I got a box full of fabulous art supplies from my new sponsor www.chartpak.com

I am going to use them for a few drawing classes I have lined up:


New

Beginning Drawing

September 29,2007

9AM-5 PM

Linda's Studio

With charcoal,graphite,and colored pencil

We will explore all of these mediums and the fundamentals of drawing. This is a great class for beginning painters who want to improve their drawing skills.

Breakfast, lunch, and all materials are included.

75.00











NEW

Intermediate Still Life Drawing

January 12, 2007

9 AM- 5 PM

Linda's Studio

Charcoal, graphite and colored pencil

We will use all of these mediums to explore the art of still life drawing. We will combine mediums and explore texture, value, light,lost and found lines, negative space, and edges. We will also do some perspective drawing.



Breakfast, lunch, and all materials are included.














Painters Tip


Don't Worry About It!!!

You are going to have circumstances which will be disheartening or frustrating when you paint for a living. Sometimes you think you have gone to a venue with what you consider great paintings, only to find that the gallery only wants certain of the paintings. They send back paintings which you think are excellent subjects and that will be sure sellers, keeping others that you don't feel as strongly about. Or, you are rejected from shows or paint outs, when you feel that your work is strong and an excellent fit. Or, everyone else around you is selling like mad and you don't sell a thing,even though your paintings are a popular subject and are well framed.

That is just the way it goes. Rejection is difficult always and we never outgrow the pain of it. I have no idea why this happens, I wish I did know why. I allow myself a good pity party but then I move forward, determined to paint better and to have more success the next time around. It makes me just work harder. I don't pretend to like it or not to care. I care deeply when I am rejected. I'm just too stubborn to give in and lose.

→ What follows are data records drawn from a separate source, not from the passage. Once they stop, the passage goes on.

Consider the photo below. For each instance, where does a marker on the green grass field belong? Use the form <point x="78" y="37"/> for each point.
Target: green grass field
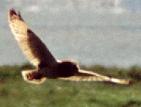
<point x="14" y="92"/>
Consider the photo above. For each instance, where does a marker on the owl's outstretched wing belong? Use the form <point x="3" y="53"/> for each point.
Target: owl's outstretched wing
<point x="34" y="49"/>
<point x="84" y="75"/>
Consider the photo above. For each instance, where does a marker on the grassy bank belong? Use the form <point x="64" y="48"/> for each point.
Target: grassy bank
<point x="14" y="92"/>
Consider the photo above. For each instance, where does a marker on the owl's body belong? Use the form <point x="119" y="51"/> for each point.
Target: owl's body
<point x="46" y="66"/>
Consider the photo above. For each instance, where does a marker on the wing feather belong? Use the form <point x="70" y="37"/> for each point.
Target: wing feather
<point x="33" y="48"/>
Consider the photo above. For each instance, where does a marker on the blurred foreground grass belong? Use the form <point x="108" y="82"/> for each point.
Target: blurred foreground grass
<point x="14" y="92"/>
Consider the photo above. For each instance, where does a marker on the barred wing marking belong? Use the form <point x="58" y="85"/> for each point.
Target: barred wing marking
<point x="33" y="48"/>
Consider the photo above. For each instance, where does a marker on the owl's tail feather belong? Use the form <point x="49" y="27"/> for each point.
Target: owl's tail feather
<point x="84" y="75"/>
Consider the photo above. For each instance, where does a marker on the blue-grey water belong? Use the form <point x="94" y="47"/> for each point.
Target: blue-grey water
<point x="106" y="32"/>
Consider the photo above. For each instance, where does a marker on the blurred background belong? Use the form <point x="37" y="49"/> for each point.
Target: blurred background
<point x="105" y="32"/>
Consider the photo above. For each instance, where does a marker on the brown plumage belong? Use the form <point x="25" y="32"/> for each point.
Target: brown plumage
<point x="46" y="65"/>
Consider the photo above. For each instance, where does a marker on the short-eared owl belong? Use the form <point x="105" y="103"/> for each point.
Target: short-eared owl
<point x="46" y="66"/>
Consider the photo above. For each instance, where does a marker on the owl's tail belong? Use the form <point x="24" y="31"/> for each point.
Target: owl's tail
<point x="84" y="75"/>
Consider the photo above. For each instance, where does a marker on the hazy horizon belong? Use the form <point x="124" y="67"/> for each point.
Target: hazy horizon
<point x="105" y="32"/>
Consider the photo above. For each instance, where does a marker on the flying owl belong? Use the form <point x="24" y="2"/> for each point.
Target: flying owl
<point x="46" y="66"/>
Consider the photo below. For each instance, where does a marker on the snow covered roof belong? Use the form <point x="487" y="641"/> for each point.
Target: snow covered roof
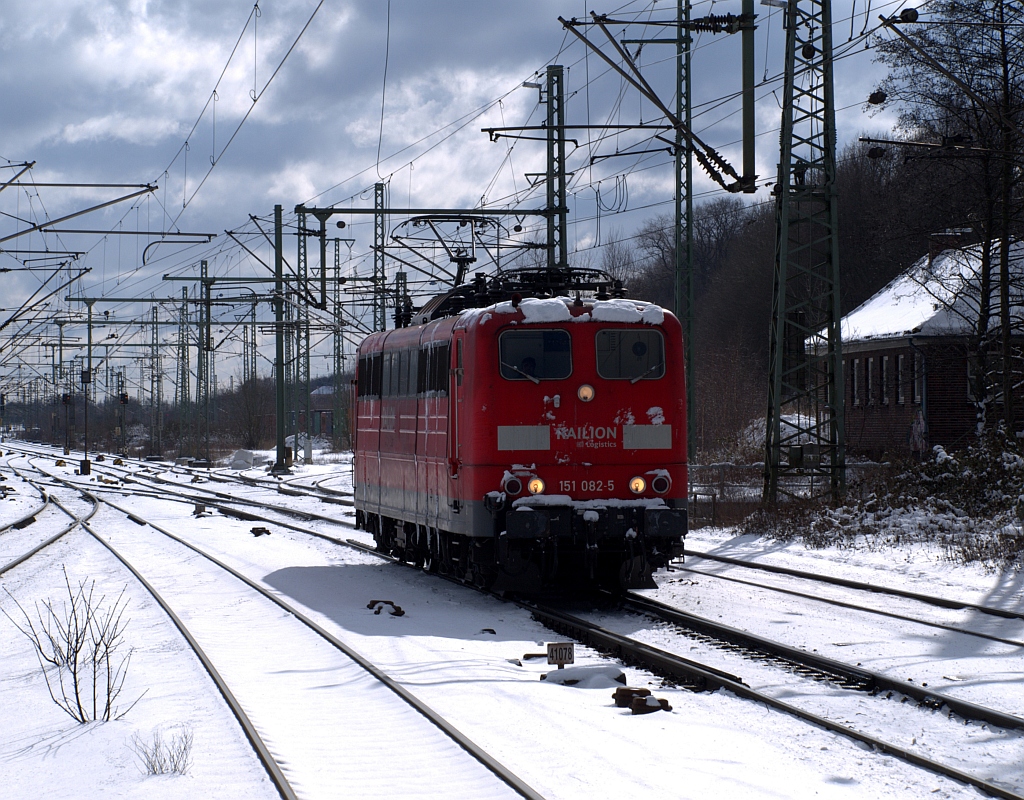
<point x="555" y="309"/>
<point x="940" y="298"/>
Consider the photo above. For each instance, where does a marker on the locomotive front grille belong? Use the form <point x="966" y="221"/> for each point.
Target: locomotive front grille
<point x="524" y="437"/>
<point x="647" y="436"/>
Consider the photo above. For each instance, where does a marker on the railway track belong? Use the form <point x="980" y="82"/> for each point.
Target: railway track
<point x="371" y="737"/>
<point x="940" y="602"/>
<point x="701" y="677"/>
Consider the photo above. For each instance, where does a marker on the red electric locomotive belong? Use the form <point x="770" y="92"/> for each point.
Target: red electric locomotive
<point x="519" y="436"/>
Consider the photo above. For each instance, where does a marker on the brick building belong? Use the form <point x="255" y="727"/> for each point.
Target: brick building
<point x="907" y="355"/>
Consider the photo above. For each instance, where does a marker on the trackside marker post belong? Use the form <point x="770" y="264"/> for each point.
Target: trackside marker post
<point x="561" y="653"/>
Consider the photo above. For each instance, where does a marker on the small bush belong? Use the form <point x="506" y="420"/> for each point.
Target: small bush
<point x="970" y="503"/>
<point x="162" y="758"/>
<point x="81" y="649"/>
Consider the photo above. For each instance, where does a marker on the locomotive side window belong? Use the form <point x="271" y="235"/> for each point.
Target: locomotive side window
<point x="630" y="354"/>
<point x="369" y="376"/>
<point x="363" y="376"/>
<point x="386" y="375"/>
<point x="375" y="375"/>
<point x="402" y="359"/>
<point x="536" y="355"/>
<point x="434" y="369"/>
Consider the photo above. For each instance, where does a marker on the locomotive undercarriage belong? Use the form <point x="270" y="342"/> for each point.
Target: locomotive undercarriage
<point x="550" y="549"/>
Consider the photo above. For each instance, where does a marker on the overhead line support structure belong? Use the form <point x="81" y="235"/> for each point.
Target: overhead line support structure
<point x="281" y="464"/>
<point x="686" y="145"/>
<point x="806" y="360"/>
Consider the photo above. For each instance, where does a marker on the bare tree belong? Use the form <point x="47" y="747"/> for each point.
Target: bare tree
<point x="81" y="650"/>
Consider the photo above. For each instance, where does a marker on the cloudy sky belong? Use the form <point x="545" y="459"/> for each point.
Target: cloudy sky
<point x="130" y="91"/>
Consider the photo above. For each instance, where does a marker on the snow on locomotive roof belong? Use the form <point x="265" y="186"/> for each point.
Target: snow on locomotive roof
<point x="556" y="309"/>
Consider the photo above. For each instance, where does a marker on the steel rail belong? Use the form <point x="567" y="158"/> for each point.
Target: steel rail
<point x="674" y="667"/>
<point x="942" y="602"/>
<point x="30" y="517"/>
<point x="272" y="767"/>
<point x="864" y="679"/>
<point x="76" y="521"/>
<point x="652" y="657"/>
<point x="643" y="654"/>
<point x="484" y="758"/>
<point x="864" y="608"/>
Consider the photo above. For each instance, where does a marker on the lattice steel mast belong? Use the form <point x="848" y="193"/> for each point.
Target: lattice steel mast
<point x="805" y="429"/>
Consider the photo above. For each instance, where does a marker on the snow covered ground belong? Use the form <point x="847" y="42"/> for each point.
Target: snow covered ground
<point x="458" y="650"/>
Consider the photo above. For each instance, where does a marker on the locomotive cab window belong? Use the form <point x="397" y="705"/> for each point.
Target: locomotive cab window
<point x="536" y="355"/>
<point x="630" y="354"/>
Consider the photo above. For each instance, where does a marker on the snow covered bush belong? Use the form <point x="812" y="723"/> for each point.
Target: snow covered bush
<point x="970" y="503"/>
<point x="161" y="758"/>
<point x="81" y="649"/>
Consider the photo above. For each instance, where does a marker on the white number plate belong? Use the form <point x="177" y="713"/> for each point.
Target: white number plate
<point x="561" y="653"/>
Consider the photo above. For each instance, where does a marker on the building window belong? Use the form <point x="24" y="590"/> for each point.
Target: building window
<point x="918" y="378"/>
<point x="900" y="374"/>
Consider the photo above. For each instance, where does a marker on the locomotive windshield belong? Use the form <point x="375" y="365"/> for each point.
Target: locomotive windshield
<point x="536" y="355"/>
<point x="628" y="353"/>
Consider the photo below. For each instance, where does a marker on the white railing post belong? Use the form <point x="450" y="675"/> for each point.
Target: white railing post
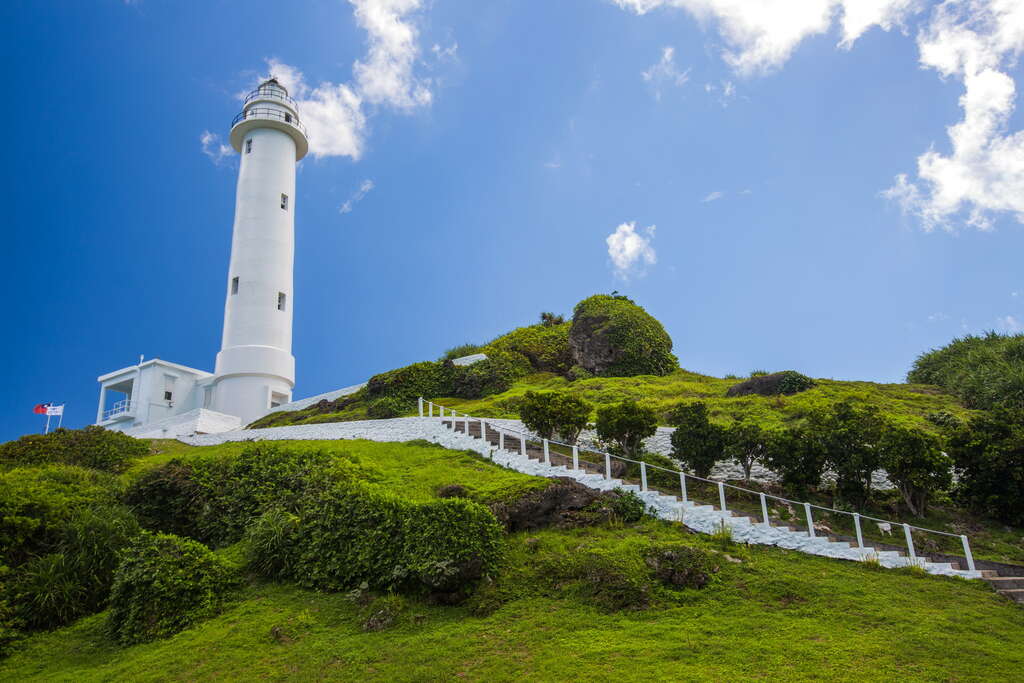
<point x="967" y="553"/>
<point x="909" y="544"/>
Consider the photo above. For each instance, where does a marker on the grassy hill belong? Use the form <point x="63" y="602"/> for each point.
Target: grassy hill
<point x="576" y="603"/>
<point x="904" y="403"/>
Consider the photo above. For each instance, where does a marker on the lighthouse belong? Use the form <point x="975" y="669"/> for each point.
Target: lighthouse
<point x="255" y="369"/>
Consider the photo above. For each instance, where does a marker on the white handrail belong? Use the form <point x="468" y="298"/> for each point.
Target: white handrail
<point x="523" y="435"/>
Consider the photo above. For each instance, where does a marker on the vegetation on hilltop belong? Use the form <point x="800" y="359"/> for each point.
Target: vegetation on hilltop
<point x="983" y="372"/>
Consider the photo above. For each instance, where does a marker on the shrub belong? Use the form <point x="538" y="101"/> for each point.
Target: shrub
<point x="984" y="372"/>
<point x="493" y="375"/>
<point x="848" y="435"/>
<point x="678" y="565"/>
<point x="541" y="347"/>
<point x="166" y="584"/>
<point x="386" y="408"/>
<point x="550" y="413"/>
<point x="627" y="425"/>
<point x="353" y="532"/>
<point x="610" y="336"/>
<point x="93" y="446"/>
<point x="697" y="442"/>
<point x="745" y="443"/>
<point x="797" y="460"/>
<point x="411" y="382"/>
<point x="988" y="455"/>
<point x="915" y="465"/>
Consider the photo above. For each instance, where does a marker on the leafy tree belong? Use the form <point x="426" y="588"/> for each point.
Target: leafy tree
<point x="915" y="465"/>
<point x="697" y="442"/>
<point x="551" y="413"/>
<point x="797" y="459"/>
<point x="988" y="456"/>
<point x="848" y="434"/>
<point x="627" y="424"/>
<point x="744" y="442"/>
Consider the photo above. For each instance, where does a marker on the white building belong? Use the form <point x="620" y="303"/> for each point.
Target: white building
<point x="255" y="370"/>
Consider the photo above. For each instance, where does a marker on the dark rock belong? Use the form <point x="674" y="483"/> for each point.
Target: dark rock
<point x="784" y="383"/>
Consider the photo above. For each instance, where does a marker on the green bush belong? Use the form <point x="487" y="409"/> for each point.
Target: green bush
<point x="915" y="465"/>
<point x="627" y="425"/>
<point x="386" y="408"/>
<point x="214" y="499"/>
<point x="540" y="347"/>
<point x="550" y="413"/>
<point x="354" y="532"/>
<point x="610" y="336"/>
<point x="984" y="372"/>
<point x="93" y="446"/>
<point x="988" y="455"/>
<point x="697" y="442"/>
<point x="409" y="383"/>
<point x="164" y="585"/>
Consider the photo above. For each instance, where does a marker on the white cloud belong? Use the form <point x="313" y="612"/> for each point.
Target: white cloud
<point x="630" y="251"/>
<point x="974" y="41"/>
<point x="214" y="148"/>
<point x="334" y="113"/>
<point x="665" y="72"/>
<point x="1010" y="325"/>
<point x="350" y="203"/>
<point x="762" y="34"/>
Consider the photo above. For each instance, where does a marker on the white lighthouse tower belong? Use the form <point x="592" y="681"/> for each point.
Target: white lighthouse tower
<point x="255" y="369"/>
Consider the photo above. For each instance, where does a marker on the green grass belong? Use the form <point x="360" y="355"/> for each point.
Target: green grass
<point x="774" y="614"/>
<point x="903" y="403"/>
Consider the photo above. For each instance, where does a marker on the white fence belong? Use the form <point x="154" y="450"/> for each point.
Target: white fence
<point x="427" y="409"/>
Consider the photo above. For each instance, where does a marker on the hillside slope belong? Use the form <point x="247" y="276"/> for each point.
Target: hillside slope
<point x="570" y="603"/>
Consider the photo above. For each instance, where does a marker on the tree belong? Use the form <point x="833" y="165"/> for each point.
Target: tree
<point x="915" y="465"/>
<point x="696" y="442"/>
<point x="988" y="456"/>
<point x="797" y="459"/>
<point x="744" y="442"/>
<point x="848" y="434"/>
<point x="549" y="413"/>
<point x="627" y="425"/>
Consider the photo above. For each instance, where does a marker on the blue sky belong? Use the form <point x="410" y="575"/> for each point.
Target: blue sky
<point x="812" y="207"/>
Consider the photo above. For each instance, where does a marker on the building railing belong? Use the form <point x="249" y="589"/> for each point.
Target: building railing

One of the things it took me years to understand, was that my work is different. It doesn't fit in the category of traditional realist painting or in the abstract modernist category. That makes my work less marketable than some others' because it is not mainstream in either group. I'm not going to try to be somebody else, so I must be willing to be more creative in marketing than someone who fits safely in either of the categories. This means a few rejections and so I accept them.


Never give up. There is a market for your work no matter who you are and how you paint. Tastes are very diverse and so you must keep putting your work out there despite rejections. If rejection is too painful for you, art is a bad business to be in, unless you are doing traditional painting genre's like portraiture, animals, or other subjects that are pretty safe.

Get up every day with renewed determination to succeed and you will eventually find your way.